Permitam-me enveredar, rapidamente, pelo caminho das comparações, a realidade sempre teima em ser mais dura do que qualquer ficção. Não é o que acabamos de assistir, perplexos, contemporaneamente? Não é que um capitão absolutamente desqualificado persevera no enquadramento de generais da ativa e da reserva e que, a bem da verdade, até um cego pode ver que são tão desqualificados quanto o desqualificador.
Mas voltemos ao que nos convoca. Drica, a passista, e a performática bibliotecária que esse ano estreava scarpin laranja salto 10, tentavam explicar que tudo isso era por causa das crianças, e apontavam o dedo – o mesmo com o qual mexiam no copo da caipirinha - para o meio da rua onde as crianças de fato, estavam concentradas. É fato que a autoridade não conseguiu visualizar criança alguma pois elas estavam ocultas por um grupo de foliões fantasiados de Tartarugas Gigantes do Arquipélago de Galápagos.

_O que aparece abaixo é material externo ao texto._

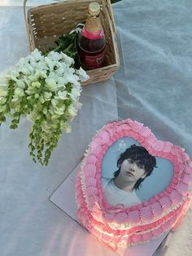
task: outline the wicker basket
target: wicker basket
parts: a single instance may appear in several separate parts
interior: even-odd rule
[[[41,51],[55,46],[55,40],[69,33],[77,24],[85,21],[88,0],[71,0],[30,8],[26,11],[27,0],[24,0],[24,14],[30,51]],[[89,79],[82,85],[107,80],[119,68],[119,53],[116,38],[116,26],[110,0],[97,0],[101,5],[101,20],[106,33],[107,65],[87,71]]]

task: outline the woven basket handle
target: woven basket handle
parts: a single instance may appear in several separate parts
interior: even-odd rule
[[[29,25],[28,25],[28,17],[27,17],[27,11],[26,11],[26,2],[27,2],[27,0],[24,0],[24,16],[25,27],[26,27],[26,30],[27,30],[28,38],[29,48],[32,51],[31,36],[30,36],[30,33],[29,33]]]
[[[116,24],[115,24],[115,19],[114,19],[114,15],[113,15],[113,11],[112,11],[111,1],[110,0],[105,0],[105,1],[106,1],[106,7],[107,7],[107,8],[108,10],[109,16],[110,16],[110,19],[111,19],[111,23],[112,23],[113,30],[116,33]]]
[[[70,1],[64,1],[64,2],[78,2],[78,0],[70,0]],[[104,0],[104,2],[106,2],[106,7],[108,10],[109,12],[109,16],[110,19],[111,20],[111,24],[112,24],[112,29],[114,30],[114,32],[116,33],[116,27],[115,25],[115,20],[114,20],[114,15],[112,12],[112,8],[111,8],[111,1],[110,0]],[[27,11],[26,11],[26,3],[27,3],[27,0],[24,0],[24,21],[25,21],[25,26],[26,26],[26,30],[27,30],[27,33],[28,33],[28,38],[30,40],[30,33],[29,33],[29,25],[28,25],[28,17],[27,17]],[[30,45],[30,43],[29,43]]]

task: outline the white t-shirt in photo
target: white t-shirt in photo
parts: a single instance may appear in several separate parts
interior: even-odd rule
[[[109,205],[116,206],[124,205],[124,207],[129,207],[141,203],[141,201],[135,193],[120,189],[114,183],[113,179],[102,178],[102,186]]]

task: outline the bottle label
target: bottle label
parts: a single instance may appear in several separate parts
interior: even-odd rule
[[[98,68],[103,67],[105,59],[105,51],[103,51],[97,55],[86,55],[85,58],[85,64],[87,68]]]
[[[88,39],[99,39],[104,38],[104,32],[103,29],[97,32],[89,32],[84,27],[81,30],[81,33]]]

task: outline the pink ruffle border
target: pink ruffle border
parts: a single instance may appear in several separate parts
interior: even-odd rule
[[[148,201],[124,208],[110,205],[101,183],[102,161],[110,146],[132,137],[155,157],[173,165],[168,187]],[[104,126],[93,138],[78,171],[76,202],[80,222],[113,249],[147,242],[178,225],[190,207],[192,163],[184,150],[158,140],[143,124],[127,119]]]

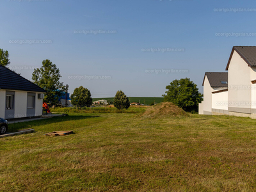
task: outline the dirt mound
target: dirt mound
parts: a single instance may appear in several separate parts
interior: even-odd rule
[[[173,116],[188,116],[182,108],[170,102],[164,102],[147,109],[141,116],[146,118],[163,118]]]

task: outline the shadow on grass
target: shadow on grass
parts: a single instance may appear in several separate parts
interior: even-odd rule
[[[96,118],[96,117],[100,117],[100,116],[68,115],[65,116],[56,116],[49,118],[42,118],[42,120],[36,120],[35,121],[30,121],[26,122],[14,123],[8,125],[8,132],[17,132],[18,130],[20,129],[32,128],[34,126],[45,125],[58,122],[76,121],[79,120],[83,120],[83,119]]]

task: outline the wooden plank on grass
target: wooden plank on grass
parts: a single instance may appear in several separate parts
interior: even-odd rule
[[[53,131],[45,134],[46,136],[65,136],[74,133],[73,131]]]

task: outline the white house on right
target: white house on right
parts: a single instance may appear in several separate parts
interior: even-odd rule
[[[207,86],[205,74],[204,102],[199,106],[199,114],[227,114],[256,118],[256,46],[233,47],[226,70],[227,88],[215,91],[218,95],[214,96],[212,89],[205,88]],[[220,93],[223,93],[222,96]],[[225,110],[221,111],[223,109]]]

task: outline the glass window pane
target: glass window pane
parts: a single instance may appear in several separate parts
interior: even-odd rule
[[[12,109],[13,108],[13,96],[8,95],[6,95],[6,109]]]
[[[28,96],[28,108],[35,108],[35,96]]]

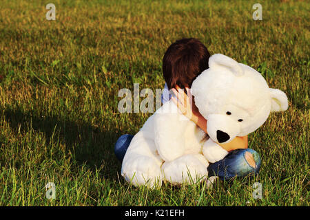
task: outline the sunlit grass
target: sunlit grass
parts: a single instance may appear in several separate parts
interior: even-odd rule
[[[0,205],[309,206],[309,5],[261,1],[2,1]],[[151,113],[120,113],[121,88],[162,88],[161,60],[176,39],[198,38],[260,71],[289,108],[249,136],[262,160],[255,178],[161,189],[120,175],[114,144]],[[142,98],[140,99],[142,100]],[[56,199],[45,185],[56,184]],[[252,197],[254,182],[262,199]]]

Teve até uma moça que foi chegando toda faceira e sedutora, cantou, olhando nos olhos do Tenente: “Portela, eu nunca vi coisa mais bela...”, mas nem assim a autoridade mudou seu ponto de vista. Claro que a galera era categórica na afirmação “é viado, só pode ser viado!” Nesse tempo o termo não era assim tão passível de problematização, mesmo carregado, desde sempre de uma conotação negativa, preconceituosa, homofóbica.
Mas, enquanto o pessoal estava quase dispersando, se ouviram os primeiros acordes de Cidade Maravilhosa, marcha de André Filho composta para o carnaval de 1935, era o sinal para que o bloco começara seu desfile com o norte apontado para o Arpoador.

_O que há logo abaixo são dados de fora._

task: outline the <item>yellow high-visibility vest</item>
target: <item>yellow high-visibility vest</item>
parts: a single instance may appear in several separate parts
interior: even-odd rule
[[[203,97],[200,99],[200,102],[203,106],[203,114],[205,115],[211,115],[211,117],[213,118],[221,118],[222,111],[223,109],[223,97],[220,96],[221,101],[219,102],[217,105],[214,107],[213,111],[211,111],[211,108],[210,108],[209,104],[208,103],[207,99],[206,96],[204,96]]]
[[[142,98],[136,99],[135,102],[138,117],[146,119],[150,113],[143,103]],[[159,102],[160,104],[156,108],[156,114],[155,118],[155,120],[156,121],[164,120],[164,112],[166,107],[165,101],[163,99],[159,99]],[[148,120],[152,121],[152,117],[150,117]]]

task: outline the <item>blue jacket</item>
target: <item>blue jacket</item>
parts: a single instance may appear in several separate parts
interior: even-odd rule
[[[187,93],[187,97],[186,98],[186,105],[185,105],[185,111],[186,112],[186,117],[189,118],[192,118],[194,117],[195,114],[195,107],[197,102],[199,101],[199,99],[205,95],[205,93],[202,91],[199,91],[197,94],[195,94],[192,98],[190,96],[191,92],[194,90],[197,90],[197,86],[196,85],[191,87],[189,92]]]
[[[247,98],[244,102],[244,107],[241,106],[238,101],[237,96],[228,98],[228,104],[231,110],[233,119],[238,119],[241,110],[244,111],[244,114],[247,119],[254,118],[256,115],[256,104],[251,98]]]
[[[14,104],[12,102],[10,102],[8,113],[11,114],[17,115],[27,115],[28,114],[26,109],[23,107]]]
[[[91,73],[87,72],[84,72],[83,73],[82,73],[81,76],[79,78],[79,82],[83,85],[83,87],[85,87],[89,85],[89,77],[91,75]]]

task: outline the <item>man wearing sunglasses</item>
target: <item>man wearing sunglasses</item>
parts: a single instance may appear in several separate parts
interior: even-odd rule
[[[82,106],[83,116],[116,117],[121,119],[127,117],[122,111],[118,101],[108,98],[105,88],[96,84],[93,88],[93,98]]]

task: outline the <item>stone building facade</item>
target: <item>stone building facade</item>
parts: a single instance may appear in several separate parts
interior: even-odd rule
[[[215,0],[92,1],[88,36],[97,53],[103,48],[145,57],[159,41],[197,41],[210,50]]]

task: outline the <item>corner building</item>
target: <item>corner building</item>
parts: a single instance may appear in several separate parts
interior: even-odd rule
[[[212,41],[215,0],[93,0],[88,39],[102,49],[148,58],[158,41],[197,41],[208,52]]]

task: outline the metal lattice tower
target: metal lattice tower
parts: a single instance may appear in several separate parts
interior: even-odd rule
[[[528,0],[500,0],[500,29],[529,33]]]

Que terá acontecido? Quem terá sensibilizado à autoridade? Será que estamos em presença de um movimento de desobediência civil? Eram perguntas que a diretoria formulava atónita enquanto exigia novas caipirinhas do Joel.
Pois bem, a partir daí as histórias se confundem, as versões se misturam e ganham contornos surpreendentes. A versão privilegiada, só pode levar os créditos, se for levado em consideração o estado etílico dos narradores. Não é que inventaram que a sorte foi mudada depois da intervenção de um folião do bloco que teve um papo tête a tête com o tenente Portela e que, depois de cochichar baixinho com argumentos que ainda hoje são um mistério, conseguiu a liberação. Mello, encarregado de interpretar o samba estava engasgado e falava feito um mantra: “foi o gringo, foi o gringo!” Por gringo fazia referência a um sujeito que tinha aparecido faz muito tempo no pedaço e que, mesmo com um sotaque que lembrava Gardel, afirmava ter nascido em Madureira. O pessoal, não me perguntem por que, tinha apelidado ele de Evita. “Evita o cara” costumava advertir Ronaldo presidente. Maurinho, por seu turno, entre uma purpurinada e outra confirmava: “foi sim, foi sim! Ninguém avisou ao tenente para evitar Evita e, tudo indica que Evita colocou o oficial no bolso”.
Pois é, fim dos tempos, parece história de pescador, quem salvou o desfile do Barangal foi justo, um gringo -devidamente fantasiado de ele mesmo, isto é, de turista. Vai entender!
E aí é que eu digo, folião no posto 9 quando dá pra inventar não põe limites à imaginação.